Era il 1952 quando Ian Fleming, in congedo in Giamaica dopo anni di onorato servizio per la marina militare inglese, dava avvio alla scrittura di Casinò Royale, romanzo dal successo inaspettato che sarebbe poi stato il primo di una lunga serie, di libri come di pellicole cinematografiche.

Pochi elementi in mano a detta dello scrittore, che amava raccontare così l’inizio di un mito: la noia del congedo dopo una vita avventurosa, il nome di un ornitologo famoso, James Bond appunto, e il ricordo lontano di una serata al Casinò di Lisbona. Nasce così  007, l’agente segreto con licenza di uccidere, una sorta di alter-ego del romanziere inglese, che insieme intreccia episodi della sua vita e di invenzione costruendo un personaggio ricco di fascino.

«Alle tre del mattino l’odore del casinò, il fumo e il sudore danno la nausea. A quell’ora, il logorio interiore tipico del gioco d’azzardo – misto di avidità, paura e tensione nervosa – diventa intollerabile. I sensi si risvegliano e si torcono per il disgusto». Sin dalle prime battute si percepisce la passione dell’autore per la narrazione e per scene pausate in cui la tensione sale lentamente raccontando un momento storico, quello della Guerra Fredda, ormai romantico e distante per il lettore.
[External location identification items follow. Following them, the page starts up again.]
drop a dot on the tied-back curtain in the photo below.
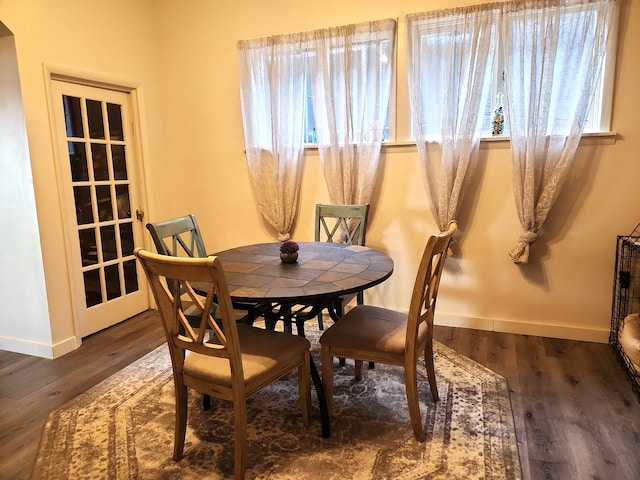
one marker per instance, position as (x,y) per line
(450,55)
(350,74)
(554,53)
(272,91)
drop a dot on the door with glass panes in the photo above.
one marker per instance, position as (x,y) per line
(102,211)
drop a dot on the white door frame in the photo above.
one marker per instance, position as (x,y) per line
(71,75)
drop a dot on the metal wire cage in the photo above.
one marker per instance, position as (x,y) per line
(626,297)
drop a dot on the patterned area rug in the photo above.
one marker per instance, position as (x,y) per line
(123,428)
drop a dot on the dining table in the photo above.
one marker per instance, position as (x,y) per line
(322,274)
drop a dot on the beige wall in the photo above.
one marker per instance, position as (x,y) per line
(183,55)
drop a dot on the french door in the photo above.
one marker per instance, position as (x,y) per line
(101,206)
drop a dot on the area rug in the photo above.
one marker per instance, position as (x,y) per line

Il casinò è un luogo per pochi, per l’upper class, dove membri di una classe sociale privilegiata, e ancora personaggi emergenti del mondo della finanza e dell’economia, si incontravano sperperando enormi cifre di denaro, inconsapevoli dei cambiamenti che di lì a un decennio avrebbe coinvolto l’intera società.

Se con le donne, già da questo primo volume, Bond è il Bond che conosciamo noi, come agente segreto è invece un personaggio ingenuo, a tratti goffo, che solo gradualmente e attraverso un percorso irto di difficoltà prenderà coscienza delle sue potenzialità. Non è infatti uno degli agenti migliori quando viene scelto da M, ma la sua bravura con il baccarà lo rende adatto alla missione. L’obiettivo prevede l’annientamento di Le Chiffre, banchiere malavitoso del Partito Comunista locale, proprio colpendolo nel suo punto debole: il gioco d’azzardo.

Un romanzo certamente intrigante, coinvolgente, dalla trama ben costruita e con non pochi colpi di scena. L’idea per una lettura tranquilla che conduce all’origine di un mito moderno, rivelandone però aspetti sconosciuti.